BY JEANETTE LENOIR
Last week, I stopped at one of my favorite upscale resale shops in Clinton, NY. Dawn Marie’s Treasure’s on Park Row is packed with old, new and eclectic things. I’ve spent hundreds of dollars there since calling the area home in 2008. During this time I thought I had developed some rapport with the owner and her husband. For example, when we see each other we say hello, and engage in small talk. During the holiday season, I have even brought other family members to the small store to shop.
Unfortunately, my stop-in at Dawn Marie’s Treasure’s didn’t go as expected this time. Her husband was at the register instead of Dawn. I said hello and told him I would be browsing in the back. He was busy talking to two other ladies at the register but greeted me and said, OK. As I’m browsing through the winter coats, and following the departure of the ladies, the owner’s husband walked towards me and started to engage me in conversation. He immediately started asking me about my work. I answered politely but was stand-offish because I wasn’t comfortable with his line of questioning. Not satisfied with my answers, he started asking me about my previous position as a journalist and radio talk show host. A position I had 4-years ago. Still feeling uncomfortable with his line of questioning, his tone and demeanor, I politely changed the subject by asking him how he was doing in his life. He apologized for being controversial in his prying and excused himself when the phone rang. Saved by the Bell! I thought, and kept looking through the winter coats.
As I’m shaking my head internally at the ill-mannered audacity of this man, I naturally made my way towards the other clothing rack in the back. This move to the back rack clearly caused some issue for the man who I then hear say in a rushed tone: “I have to go!” to the person on the other end of the phone call he left me to answer. I immediately thought that it was probably because I was no longer in his view. He couldn’t keep his eye on me anymore when I moved from the coat rack to the rack with blazers. My perception was formed by how quickly he got off the phone when I moved, and his tone in delivering, “I have to go!”
After all my visits to the little shop on Park Row, I was hit with a dose of reality… I am perceived as a villain simply because my skin is brown.
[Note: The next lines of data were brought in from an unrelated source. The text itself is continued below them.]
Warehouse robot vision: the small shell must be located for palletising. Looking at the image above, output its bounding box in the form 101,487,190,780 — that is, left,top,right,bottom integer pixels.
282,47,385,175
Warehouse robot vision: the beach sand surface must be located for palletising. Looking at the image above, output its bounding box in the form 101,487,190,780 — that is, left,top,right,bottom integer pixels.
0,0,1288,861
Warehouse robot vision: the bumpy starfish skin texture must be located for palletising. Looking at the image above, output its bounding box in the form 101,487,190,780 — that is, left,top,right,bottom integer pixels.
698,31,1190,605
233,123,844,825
It didn’t matter that I had become familiar with the shop owners, spent hundreds of dollars at their store, or recommended their shop to friends and family. It was blatant, painful and thought-provoking. I wasn’t just any shopper. I was a black shopper. Trying to remain dignified in this harsh reality and discovery, I maintained my composure, picked out a few items and made my way towards this man who, after getting off the phone, made sure he had both eyeballs on me the entire time I was in the back of the store.
At the register, he started asking me more of his line of controversial and personal questions. By this time, two other people walked in. I took notice that he didn’t seem concerned about their unsupervised presence in the store. They were white. And besides, he had his villain right in front of him. It was me. As he’s checking me out he started asking me about my previous job again. He was making a face like he was trying to remember some juicy tale about my personal life but couldn’t put his finger on it. I just kept giving him a look that I hoped would ward him off, but he kept attacking me with his prying. I asked him why he was peppering me with his questions and he laughed it off as if it was all just a big joke. He then started asking me about my son. He said, “How’s your son? You have a son, right? Didn’t he have some problems?” All of these questions were delivered back to back, in front of the other two customers. They were judgments disguised as questions about me, the villain, the black shopper.
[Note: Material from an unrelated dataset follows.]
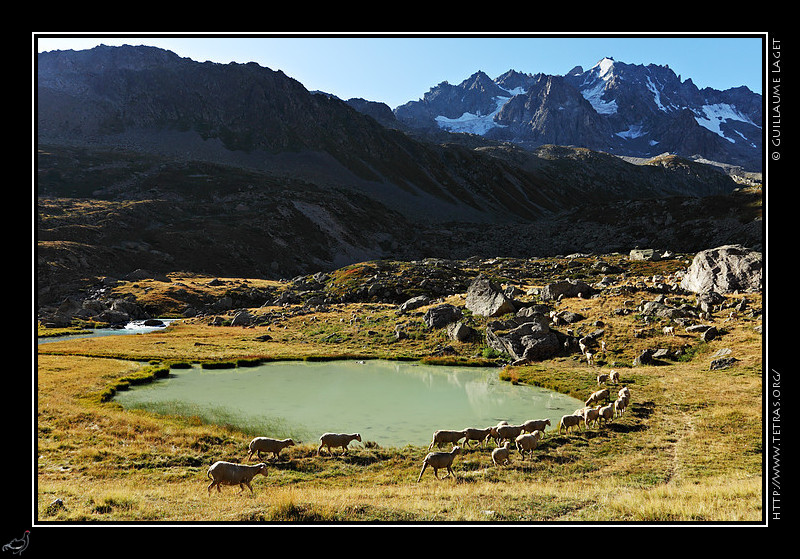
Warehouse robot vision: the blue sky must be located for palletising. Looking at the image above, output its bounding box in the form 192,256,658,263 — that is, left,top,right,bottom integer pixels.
33,33,763,109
I kept looking at him with dumb-founded amazement. When he stopped to take a breath after his line of questioning, I asked him if he knew my name. He didn’t. I then told him for someone who doesn’t even know my name you certainly seem to think you know a lot about me and my son. He apologized, laughed and said: “You’re right, I’m sorry. I’m being so negative. It’s just that I thought you were some kind of disgruntled person and that your son had some problems or something.”
The dismayed look that had developed on my face didn’t go unnoticed, I hoped. However, I backed it up with words that I hoped would teach him something about customer service, and the art of decency. Basically, I told him that I didn’t appreciate his line of questioning and that I take offense to his treatment of me. He gave me an insincere apology, as if I had no right to be offended. I took my items and left. I almost didn’t want to spend that $71 in the store anymore but didn’t want to make a scene, as our exchange was uncomfortable enough.
Days later, I couldn’t get the experience out of my mind. I felt so strongly about what happened to me that I felt compelled to bring it up to his wife, Dawn. I thought if I explain to Dawn—the shopkeeper I normally deal with—how her husband made me feel during my last visit, perhaps she’ll talk to him and advice him not to bombard customers with personal and inappropriate questions.
Today, I went back to the shop while I was running another errand in the same shopping strip, Park Row. I politely waited until she finished speaking with two customers, greeted her and asked if her husband told her that I was in the store last week. I purposely kept my voice low because I didn’t want to embarrass her but felt strongly that she should know about my experience. She answered, no and proceeded to listen to me. After telling her that I was very uncomfortable with the exchange she became defensive. She told me her husband was the nicest person on the planet and if he made me uncomfortable it was not meant to be so. I just took it the wrong way. …It was clear that she didn’t care about me. I was the enemy to her too. She made that clear by being condescending, dismissive and excusing her husband’s treatment of me.
I then told her in a very calm voice that I would no longer shop at her store. I made the decision on the spot because of how she handled my genuine concern about the experience with her husband. She then got angry and yelled out: “I don’t care! Get out or I’ll call the cops!” I told her I’m happy to leave her store and will never return. She then started shouting: “Trump! Trump! Trump!” That’s why we voted for Trump! Get Out!”
I turned around, still calmly, and took off my sunglasses, which I had put on as I made my way toward the exit. I told her that I was actually wearing Ivanka Trump sunglasses and that I didn’t care that she voted for Trump. I threw a rhetorical jab back at her by asking her what she thought her vote for Trump really meant?! …She simply kept yelling “Trump! Trump! Trump!” at me as I made my way out of her shop.
I wondered if she had forgotten about the two customers in her store. I wondered what she thought about me over all these years. I wondered if she ever valued me as one of her regular customers. A lot went through my mind… And then I eased into the comforting feeling that her behavior only speaks of who they are. Not me.
Only a bigoted, racist human-being—in my view—would use Trump as a synonym for the N-word. To describe that moment as shocking would be an understatement. Dawn Marie was yelling Trump at me…because I’m black. There is no other logical explanation for it.
On my drive home the only question lingering in my mind like a bitter after-taste was; Did the word “Trump” replace the N-word?